Perhaps the only industry hotter than artificial intelligence right now? AI litigation.
Just a sample: writer Michael Chabon is pursue Meta. Getty Images is pursue Stability AI. And both the New York Times and the Authors Guild have deposit separate lawsuits against OpenAI and Microsoft.
At the heart of these cases is the allegation that tech companies illegally used copyrighted works as part of their AI training data.
For text-driven generative AI, there’s a good chance that some of this training data comes from a massive archive: Joint exploration.
“Common Crawl is the copy of the Internet. This is an Internet archive dating back 17 years. We make this information freely available to researchers, academics and businesses,” said Rich Skrenta, who runs the nonprofit Common Crawl Foundation.
Since 2007, Common Crawl has saved 250 billion web pages, all in downloadable data files. Until recently, some of its biggest users were academics, exploring topics such as online hate speech and government censorship.
But now there is another experienced user.
“Researchers told me that LLMs wouldn’t exist without Common Crawl,” Skrenta said.
LLMs represent large language models, essentially the algorithms behind AI products like ChatGPT.
LLMs must ingest huge chunks of text to learn the rhythm and structure of language, so they can write a compelling essay or compelling human-sounding wedding vows.
OpenAI, Google and Meta all used versions of Common Crawl in their early AI research.

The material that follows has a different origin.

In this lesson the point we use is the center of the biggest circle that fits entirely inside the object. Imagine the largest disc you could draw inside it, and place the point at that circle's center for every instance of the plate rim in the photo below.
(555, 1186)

Unless your 2009 “Glee” fanfiction blog is paid for or has code telling Common Crawl to look away, chances are it’s in Common Crawl, although there is no simple way to check it.

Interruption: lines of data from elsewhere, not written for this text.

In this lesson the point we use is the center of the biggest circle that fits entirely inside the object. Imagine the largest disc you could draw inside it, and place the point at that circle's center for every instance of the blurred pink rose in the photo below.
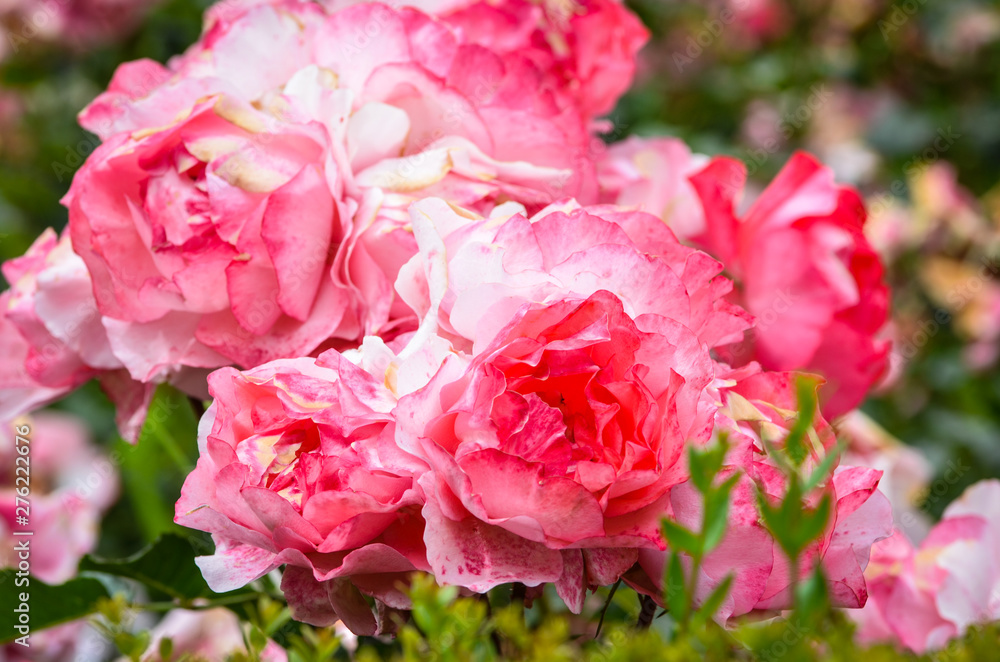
(212, 634)
(555, 434)
(924, 597)
(247, 208)
(761, 406)
(587, 48)
(806, 272)
(72, 484)
(75, 641)
(298, 467)
(906, 472)
(651, 175)
(799, 257)
(79, 24)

After the release of ChatGPT, Skrenta claims that the number of websites that blocked Common Crawl from archiving their content doubled. And there has been a sharp increase in requests to delete existing records.
Skrenta says that by posting something on the internet without explicitly telling bots to avoid it, you consent to its use by AI.
“You put your information on the Internet intentionally so people could come and see it. And robots are people too,” Skrenta said.
Common Crawl isn’t the only text used to train AI. Researcher Luca Soldaini of the nonprofit Allen Institute for AI says we know a lot more about the training used by data technology companies.
But that was before OpenAI got a A valuation of $100 billion.
“It’s not in their interest to tell us what’s in there, both from a competitive and legal perspective,” Soldaini said.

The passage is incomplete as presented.